CLR Performance team - Each release, the CLR performance leadership team takes customer feedback we’ve received and works with management to identify the top N customer performance issues. Following this, performance features are driven to improve product performance measurably. The CLR performance test team participates in the specification, design, and code reviews for these features and plans, designs, and implements tests or scenarios that measure the appropriate performance metric(s) . One important responsibility we have here is constantly tracking and holding product performance in check. Hitting our performance goals is not enough. We must hold onto the wins we create because they can be easily consumed by overhead of new features. And holding the line on CLR performance extends beyond specific improvements made in the product during a release. It also includes ensuring no loss in performance from one release to the next.
CLR Feature test teams - The CLR is too large a product for the performance test team to own implementation of all performance tests. As a result, we partner with the different feature test teams to ensure sufficient performance testing coverage. By combining the feature area expertise the feature test teams possess and the performance testing know-how the performance test team has, we get the most effective performance test coverage possible. It is the CLR performance test team’s responsibility to ensure the feature test teams have the information required to make the right decisions on what needs performance testing coverage and how to test it, the tools to implement and execute the necessary coverage, and a way to view and understand the performance of the feature areas they own.
CLR team - Due to the unique requirements of performance testing, specifically around the stability of the performance test environment, developers (or anyone else making product code changes) are unable to effectively measure performance on their own machines prior to checking in code changes. The CLR performance test team provides a way for developers to submit their changes to a stable test environment in the performance test lab. The fully automated process consumes the binaries, executes the required performance tests against those binaries, and produces a set of results that tells the developer what performance effects, if any, his or her changes have on the product. The CLR performance team is responsible for the continuous operation of this system and delivering accurate quality reads on private builds submitted to it.

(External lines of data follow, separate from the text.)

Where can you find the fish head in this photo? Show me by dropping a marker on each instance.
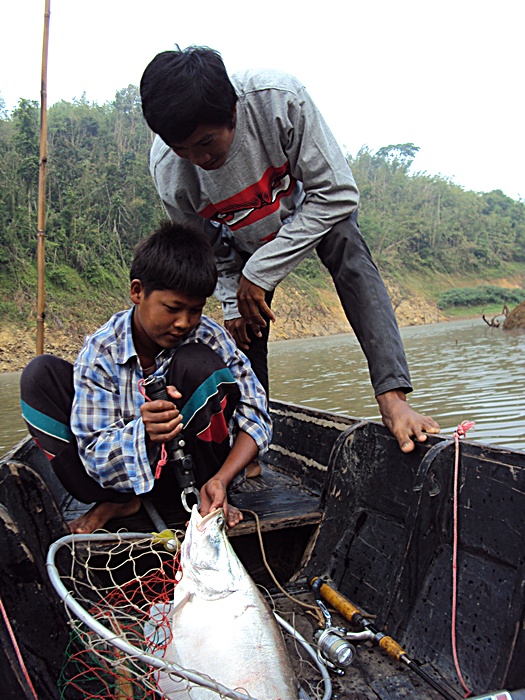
(210, 567)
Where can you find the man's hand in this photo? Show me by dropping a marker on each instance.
(162, 419)
(213, 496)
(404, 423)
(252, 304)
(238, 328)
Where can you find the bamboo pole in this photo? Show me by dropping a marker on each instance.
(40, 254)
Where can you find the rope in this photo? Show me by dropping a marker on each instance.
(308, 606)
(163, 452)
(17, 649)
(461, 431)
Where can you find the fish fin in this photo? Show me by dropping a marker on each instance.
(180, 604)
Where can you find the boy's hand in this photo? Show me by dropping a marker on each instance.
(404, 423)
(162, 419)
(252, 304)
(213, 496)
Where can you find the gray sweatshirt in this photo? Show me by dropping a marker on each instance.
(284, 185)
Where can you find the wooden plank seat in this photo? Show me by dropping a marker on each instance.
(279, 500)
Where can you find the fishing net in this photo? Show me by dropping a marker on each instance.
(118, 590)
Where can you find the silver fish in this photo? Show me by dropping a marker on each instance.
(222, 626)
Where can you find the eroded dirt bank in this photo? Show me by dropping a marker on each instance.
(297, 317)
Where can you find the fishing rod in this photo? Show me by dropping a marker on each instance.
(40, 234)
(351, 613)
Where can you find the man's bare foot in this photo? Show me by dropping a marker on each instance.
(101, 513)
(253, 469)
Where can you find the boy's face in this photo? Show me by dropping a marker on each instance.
(207, 147)
(163, 318)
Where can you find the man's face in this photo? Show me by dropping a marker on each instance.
(164, 317)
(207, 147)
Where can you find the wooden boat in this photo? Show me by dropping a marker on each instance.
(337, 499)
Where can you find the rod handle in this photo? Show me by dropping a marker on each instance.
(337, 600)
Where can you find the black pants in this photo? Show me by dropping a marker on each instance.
(366, 304)
(47, 394)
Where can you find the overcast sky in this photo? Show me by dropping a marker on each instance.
(447, 76)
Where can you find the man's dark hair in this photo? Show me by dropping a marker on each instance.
(184, 89)
(177, 257)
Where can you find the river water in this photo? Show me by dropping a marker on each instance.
(461, 370)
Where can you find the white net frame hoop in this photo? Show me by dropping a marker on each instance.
(102, 635)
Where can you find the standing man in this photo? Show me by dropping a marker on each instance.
(252, 160)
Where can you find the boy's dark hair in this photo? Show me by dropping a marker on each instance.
(177, 257)
(184, 89)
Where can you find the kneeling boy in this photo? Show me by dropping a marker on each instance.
(91, 419)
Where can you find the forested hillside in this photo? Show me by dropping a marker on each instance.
(101, 201)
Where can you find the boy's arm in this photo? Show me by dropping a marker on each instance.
(213, 494)
(112, 446)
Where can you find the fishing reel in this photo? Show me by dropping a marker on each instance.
(155, 388)
(333, 647)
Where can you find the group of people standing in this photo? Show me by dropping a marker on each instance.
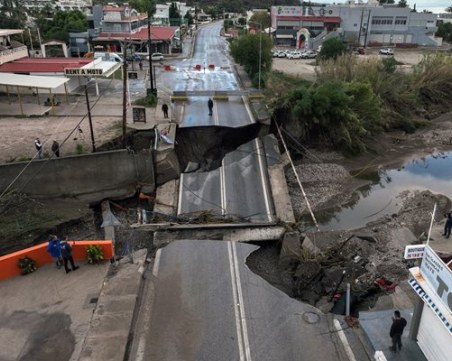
(61, 251)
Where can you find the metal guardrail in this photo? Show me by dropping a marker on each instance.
(212, 93)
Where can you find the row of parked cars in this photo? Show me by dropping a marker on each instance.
(294, 54)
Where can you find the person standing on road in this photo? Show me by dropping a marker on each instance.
(398, 324)
(66, 252)
(56, 148)
(38, 146)
(448, 225)
(165, 110)
(210, 105)
(54, 249)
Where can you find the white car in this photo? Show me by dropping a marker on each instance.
(156, 57)
(386, 51)
(294, 55)
(310, 54)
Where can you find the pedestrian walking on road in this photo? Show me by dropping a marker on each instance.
(165, 110)
(56, 148)
(66, 252)
(398, 324)
(54, 249)
(38, 146)
(210, 105)
(448, 225)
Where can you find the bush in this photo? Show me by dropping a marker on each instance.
(94, 254)
(148, 101)
(27, 265)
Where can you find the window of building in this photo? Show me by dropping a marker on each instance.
(400, 20)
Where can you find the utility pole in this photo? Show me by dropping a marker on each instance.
(150, 90)
(89, 119)
(124, 96)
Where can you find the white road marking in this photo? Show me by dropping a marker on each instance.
(155, 269)
(344, 341)
(246, 342)
(263, 178)
(235, 301)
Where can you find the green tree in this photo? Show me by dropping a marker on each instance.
(174, 15)
(12, 15)
(331, 49)
(445, 31)
(251, 49)
(262, 18)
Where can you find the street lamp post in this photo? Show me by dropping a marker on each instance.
(260, 51)
(151, 90)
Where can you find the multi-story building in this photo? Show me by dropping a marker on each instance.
(11, 50)
(356, 23)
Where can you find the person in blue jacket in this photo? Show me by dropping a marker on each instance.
(66, 252)
(54, 249)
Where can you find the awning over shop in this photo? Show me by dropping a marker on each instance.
(31, 81)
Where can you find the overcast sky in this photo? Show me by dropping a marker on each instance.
(432, 5)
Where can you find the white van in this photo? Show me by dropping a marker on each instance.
(108, 56)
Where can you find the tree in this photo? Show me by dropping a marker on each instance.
(12, 15)
(262, 18)
(174, 15)
(445, 31)
(331, 49)
(251, 49)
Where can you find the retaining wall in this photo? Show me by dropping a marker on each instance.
(92, 177)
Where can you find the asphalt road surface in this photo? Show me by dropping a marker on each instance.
(207, 305)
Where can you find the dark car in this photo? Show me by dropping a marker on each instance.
(134, 57)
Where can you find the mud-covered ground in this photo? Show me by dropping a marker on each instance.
(375, 250)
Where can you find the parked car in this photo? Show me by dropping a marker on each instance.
(386, 51)
(156, 57)
(294, 55)
(310, 54)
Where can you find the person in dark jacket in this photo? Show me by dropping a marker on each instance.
(56, 148)
(398, 324)
(448, 225)
(210, 105)
(66, 252)
(54, 249)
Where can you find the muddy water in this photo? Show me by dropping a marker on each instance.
(382, 197)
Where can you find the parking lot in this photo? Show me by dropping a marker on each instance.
(305, 68)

.Net Framework teams - Some teams within the .Net Framework do not have a separate performance team. Those that do often don’t have the experience and knowledge that the CLR performance team possesses. All disciplines within the CLR performance team play an integral role in helping these partner teams with their performance goals. The CLR performance test team investigates and communicates any CLR related performance issues affecting partner products, works with partner teams to make sure they are tracking the best metrics and ensures necessary performance coverage across our test beds. We also provide them with tools and a system to do their own testing where appropriate. Our level of involvement with each team varies depending on their specific needs, but our success in this area is measured by eliminating any CLR performance issues as a blocker for partners reaching their goals.